Back in the fog of time, when the music industry shifted to compact discs, I held onto the “stereo” with vinyl records for a spell, then wilted before the revolution. I soon fell in love with the cd component, domestically and in the car, which positioned me for a hard crash in December at Louisiana Music Factory. A sea of vinyl records. “More than half our sales,” said a clerk. I stared, agog. My old turntable, safely stored, went down in the flood of ’94.
And so, I made pilgrimage to Peaches on Magazine Street with an aging $50 gift card from my daughter (for Christmas 2017) and in mid-December ’18 forked over $200 plus to get a turntable with speakers.
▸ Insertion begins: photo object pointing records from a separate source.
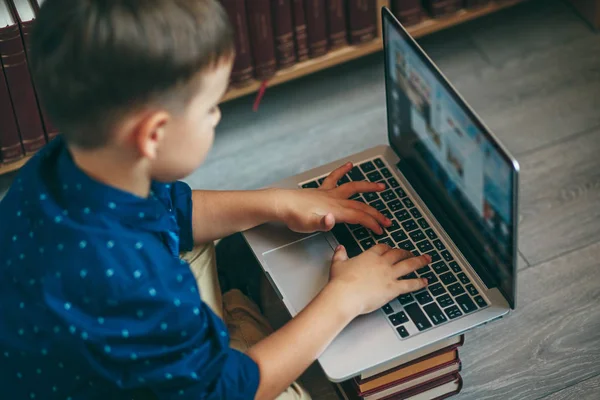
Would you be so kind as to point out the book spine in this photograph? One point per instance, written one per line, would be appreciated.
(283, 27)
(242, 72)
(361, 21)
(51, 131)
(260, 29)
(21, 90)
(408, 12)
(300, 34)
(10, 143)
(316, 24)
(336, 16)
(475, 3)
(438, 8)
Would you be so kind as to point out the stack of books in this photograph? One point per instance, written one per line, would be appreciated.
(427, 374)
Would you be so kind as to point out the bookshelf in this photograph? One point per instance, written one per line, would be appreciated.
(348, 53)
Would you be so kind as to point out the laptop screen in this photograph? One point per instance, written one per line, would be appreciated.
(452, 157)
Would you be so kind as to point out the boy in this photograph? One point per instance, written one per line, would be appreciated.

I set it up only to find a problem with the needle. Peaches sent a technician, on a Sunday, who fixed it in five minutes. No charge. I am pro-Peaches. This is not a paid endorsement.
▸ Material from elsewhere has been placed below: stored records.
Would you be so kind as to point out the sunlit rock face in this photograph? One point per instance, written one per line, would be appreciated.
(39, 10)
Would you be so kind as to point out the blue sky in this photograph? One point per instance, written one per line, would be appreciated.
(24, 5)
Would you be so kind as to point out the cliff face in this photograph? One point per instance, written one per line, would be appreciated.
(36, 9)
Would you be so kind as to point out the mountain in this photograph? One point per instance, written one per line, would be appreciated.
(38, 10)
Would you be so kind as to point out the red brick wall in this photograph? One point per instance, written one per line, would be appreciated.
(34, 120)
The joy that followed! Buddy Holly, vintage Linda Ronstadt, a bevy of rare discs bought on a 1983 trip to Africa, including guitar music by the great Francis Bebey of Cameroon and Paris, each one ringing out waves of the near-pristine.
We turn now to a Louisiana Music Factory sale, the LP Jazz Continues: Young Tuxedo Brass Band (the 504 label 1984.) Founded in 1938, the Young Tuxedo was in its second generation under the alto saxophonist Herman Sherman, who has since passed when this recording was made. Sousaphonist Walter Payton Jr., trombonist Clement Tervalon, snare drummer Lawrence Trotter are gone as well. Trumpeter Gregg Stafford leads the band, with clarinetist Michael White his counter-melody maker on clarinet, and various musicians of recent vintage.
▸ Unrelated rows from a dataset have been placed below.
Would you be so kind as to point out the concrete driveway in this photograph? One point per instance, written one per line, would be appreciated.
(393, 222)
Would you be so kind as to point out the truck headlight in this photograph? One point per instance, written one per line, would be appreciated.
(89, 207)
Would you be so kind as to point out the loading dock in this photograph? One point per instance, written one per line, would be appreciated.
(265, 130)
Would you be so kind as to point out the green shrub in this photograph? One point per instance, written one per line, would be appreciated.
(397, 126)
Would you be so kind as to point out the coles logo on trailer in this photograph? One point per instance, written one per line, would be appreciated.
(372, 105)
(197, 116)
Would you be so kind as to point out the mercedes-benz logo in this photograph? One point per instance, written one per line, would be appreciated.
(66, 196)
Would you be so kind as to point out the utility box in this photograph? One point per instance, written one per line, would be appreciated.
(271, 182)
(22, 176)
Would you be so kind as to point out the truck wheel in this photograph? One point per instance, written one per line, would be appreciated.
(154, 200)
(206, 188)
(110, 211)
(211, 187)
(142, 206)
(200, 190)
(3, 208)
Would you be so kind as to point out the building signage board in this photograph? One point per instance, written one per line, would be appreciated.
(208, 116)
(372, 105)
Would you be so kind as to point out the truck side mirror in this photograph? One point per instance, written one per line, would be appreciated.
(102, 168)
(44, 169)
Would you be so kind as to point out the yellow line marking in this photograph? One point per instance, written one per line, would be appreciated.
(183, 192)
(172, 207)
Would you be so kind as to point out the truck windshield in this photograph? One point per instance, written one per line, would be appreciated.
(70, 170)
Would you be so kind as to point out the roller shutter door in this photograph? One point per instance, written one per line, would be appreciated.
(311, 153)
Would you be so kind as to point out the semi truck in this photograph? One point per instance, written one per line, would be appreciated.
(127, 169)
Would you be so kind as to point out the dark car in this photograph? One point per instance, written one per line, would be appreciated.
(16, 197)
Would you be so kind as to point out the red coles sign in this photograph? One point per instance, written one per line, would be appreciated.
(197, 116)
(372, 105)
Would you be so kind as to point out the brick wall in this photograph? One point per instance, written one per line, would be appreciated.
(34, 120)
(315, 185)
Songs like “Lily of the Valley” and “Down in Honkey Tonk Town” are played by fewer and fewer of the marching bands these days. The Young Tuxedo under Sherman’s tenure performed at the White House in 1978 and a range of festivals, in America and abroad. The photographer Armand “Sheik” Richardson began following them in 1973. “I ran into a remarkable trumpet player named Gregg Stafford, and he started inviting me to come with him to funerals and gigs,” writes Richardson in the cut-line to a 1979 photograph of the band in A Fire in My Lens: An Insider’s Look at New Orleans, a new release from Pelican.
Richardson earned his chops the old-fashioned way by following the streets of Carnival, music venues, sports events and rituals of the city, getting enough to yield the prime moments for a book. A beaming “Uncle” Lionel Batiste, in a hoist-like move with the big snare drum emblazoned The Treme Brass Band (with phone number) pays homage to one of his running buddies.
Richardson roamed the years to find Pete Fountain on clarinet while marching with the Half-Fast Marching Club on Mardi Gras, and saxophonist Teddy Johnson seated on stage at Jackson Square, sleek in a brown suit and white shoes.
Of a gauzy twilight at Holt Cemetery, he writes: “I sometimes walked through there at night to drop off film at Moldaner’s Camera Store, and often I heard what sounded like voices singing along with the wind in the trees. I would walk very fast when that happened.”